決定では「関西電力が原発の周辺で行った断層の調査は、周辺のすべてで徹底的に行われたわけではないうえ、地震の最大の揺れを評価する方法はサンプルが少なく科学的に異論のない方法と考えることはできない」と指摘しました。そのうえで、「福島の原発事故を踏まえた事故対策や津波対策、避難計画についても疑問が残る。住民の生命や財産が脅かされるおそれが高いにもかかわらず、関西電力は安全性の確保について説明を尽くしていない」として、3号機と4号機の運転の停止を命じる決定を出しました。
決定はさらに、「福島の事故の大きさに真摯に向き合って同じような事故を防ぐためには、原因の究明を徹底的に行うことが不可欠だが、この点についての会社の説明は不十分だ。
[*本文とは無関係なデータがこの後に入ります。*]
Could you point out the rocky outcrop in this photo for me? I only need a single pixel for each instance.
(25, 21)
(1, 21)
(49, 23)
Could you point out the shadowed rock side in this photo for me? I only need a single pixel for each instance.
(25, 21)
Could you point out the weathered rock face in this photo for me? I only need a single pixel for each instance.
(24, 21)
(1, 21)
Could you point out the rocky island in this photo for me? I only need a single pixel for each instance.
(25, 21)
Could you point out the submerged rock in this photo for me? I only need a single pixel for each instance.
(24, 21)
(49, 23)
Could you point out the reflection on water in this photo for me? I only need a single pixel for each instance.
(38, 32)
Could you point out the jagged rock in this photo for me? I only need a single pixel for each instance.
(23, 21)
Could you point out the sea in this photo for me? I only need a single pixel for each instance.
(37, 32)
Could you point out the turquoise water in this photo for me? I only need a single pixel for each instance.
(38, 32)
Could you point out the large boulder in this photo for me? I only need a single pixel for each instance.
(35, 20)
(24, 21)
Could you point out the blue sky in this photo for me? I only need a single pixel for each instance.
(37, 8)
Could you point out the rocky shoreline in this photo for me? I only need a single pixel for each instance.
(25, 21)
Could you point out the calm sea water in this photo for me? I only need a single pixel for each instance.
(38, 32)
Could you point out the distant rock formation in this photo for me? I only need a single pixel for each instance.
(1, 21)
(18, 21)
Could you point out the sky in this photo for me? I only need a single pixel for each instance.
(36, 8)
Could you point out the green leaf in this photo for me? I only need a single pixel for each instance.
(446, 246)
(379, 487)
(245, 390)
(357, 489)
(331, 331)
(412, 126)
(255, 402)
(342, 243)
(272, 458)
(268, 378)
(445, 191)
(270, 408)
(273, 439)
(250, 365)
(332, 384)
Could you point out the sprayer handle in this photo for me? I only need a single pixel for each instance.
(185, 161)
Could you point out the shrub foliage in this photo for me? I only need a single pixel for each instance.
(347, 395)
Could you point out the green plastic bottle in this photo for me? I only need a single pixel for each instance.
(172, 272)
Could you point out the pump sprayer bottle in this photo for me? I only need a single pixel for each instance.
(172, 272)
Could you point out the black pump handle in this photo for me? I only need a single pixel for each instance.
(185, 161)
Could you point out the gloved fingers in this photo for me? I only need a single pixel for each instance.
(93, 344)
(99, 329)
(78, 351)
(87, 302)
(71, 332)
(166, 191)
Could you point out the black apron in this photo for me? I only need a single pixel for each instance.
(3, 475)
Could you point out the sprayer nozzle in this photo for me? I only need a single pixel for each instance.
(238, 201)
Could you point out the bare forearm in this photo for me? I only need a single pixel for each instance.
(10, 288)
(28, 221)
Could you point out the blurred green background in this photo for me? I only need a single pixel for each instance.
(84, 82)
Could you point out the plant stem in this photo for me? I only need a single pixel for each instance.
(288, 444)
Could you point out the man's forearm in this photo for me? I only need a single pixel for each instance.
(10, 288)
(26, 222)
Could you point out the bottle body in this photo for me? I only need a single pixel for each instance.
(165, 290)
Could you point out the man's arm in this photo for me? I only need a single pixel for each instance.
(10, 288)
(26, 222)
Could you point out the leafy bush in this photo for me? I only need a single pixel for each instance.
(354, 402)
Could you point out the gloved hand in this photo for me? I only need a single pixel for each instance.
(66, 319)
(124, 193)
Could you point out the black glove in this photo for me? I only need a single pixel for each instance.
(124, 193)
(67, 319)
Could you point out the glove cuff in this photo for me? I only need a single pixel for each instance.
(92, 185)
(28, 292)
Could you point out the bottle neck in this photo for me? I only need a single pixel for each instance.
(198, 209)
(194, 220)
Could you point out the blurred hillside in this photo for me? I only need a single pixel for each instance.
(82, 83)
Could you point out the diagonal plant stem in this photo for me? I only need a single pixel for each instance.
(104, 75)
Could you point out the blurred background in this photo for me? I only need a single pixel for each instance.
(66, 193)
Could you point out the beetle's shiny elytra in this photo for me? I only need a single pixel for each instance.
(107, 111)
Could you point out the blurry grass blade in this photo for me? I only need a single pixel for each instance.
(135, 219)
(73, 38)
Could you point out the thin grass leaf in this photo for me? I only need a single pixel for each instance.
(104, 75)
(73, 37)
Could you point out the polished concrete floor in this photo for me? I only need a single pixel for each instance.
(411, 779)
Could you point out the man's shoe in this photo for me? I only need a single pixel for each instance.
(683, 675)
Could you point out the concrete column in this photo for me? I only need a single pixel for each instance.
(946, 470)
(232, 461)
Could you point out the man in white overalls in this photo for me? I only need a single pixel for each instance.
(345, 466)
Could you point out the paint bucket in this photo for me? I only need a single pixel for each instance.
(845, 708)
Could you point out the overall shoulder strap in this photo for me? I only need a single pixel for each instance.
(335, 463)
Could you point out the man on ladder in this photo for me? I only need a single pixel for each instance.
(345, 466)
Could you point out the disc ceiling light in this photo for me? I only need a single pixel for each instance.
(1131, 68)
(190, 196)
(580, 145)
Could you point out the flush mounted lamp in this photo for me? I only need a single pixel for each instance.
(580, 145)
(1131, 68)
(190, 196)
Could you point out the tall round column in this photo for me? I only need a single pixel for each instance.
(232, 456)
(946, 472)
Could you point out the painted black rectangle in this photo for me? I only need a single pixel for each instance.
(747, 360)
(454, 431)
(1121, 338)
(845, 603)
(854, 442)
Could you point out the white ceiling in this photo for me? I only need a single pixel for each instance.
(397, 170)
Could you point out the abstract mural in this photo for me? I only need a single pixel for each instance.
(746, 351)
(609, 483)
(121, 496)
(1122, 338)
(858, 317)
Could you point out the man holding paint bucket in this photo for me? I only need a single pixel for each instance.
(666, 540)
もし会社などが原因究明を重視しないという姿勢であれば非常に不安を覚える」と指摘しました。
関西電力は、9日の決定の取り消しを求めて異議を申し立てる方針ですが、仮処分は直ちに効力が生じるため、稼働中の3号機の原子炉を速やかに止めなければならなくなりました。稼働中の原発の運転の停止を命じる仮処分の決定は初めてです。
高浜原発は、ことし1月に3号機が、先月に4号機が、新しい規制基準のもとで再稼働しましたが、4号機では、再稼働の3日後の先月29日に原子炉が自動停止するトラブルが起きています。また、高浜原発3号機と4号機を巡っては、福井地方裁判所が去年4月、再稼働を認めない仮処分の決定をしましたが、去年12月に福井地裁の別の裁判長がこの決定を取り消し、再稼働を認める判断をしています。
原子力発電所を運転させないよう求める裁判所への申し立ては5年前の原発事故をきっかけに全国で相次いでいて、稼働中の原発にストップを命じた今回の決定は、各地の今後の審理に影響を与えることも予想されます。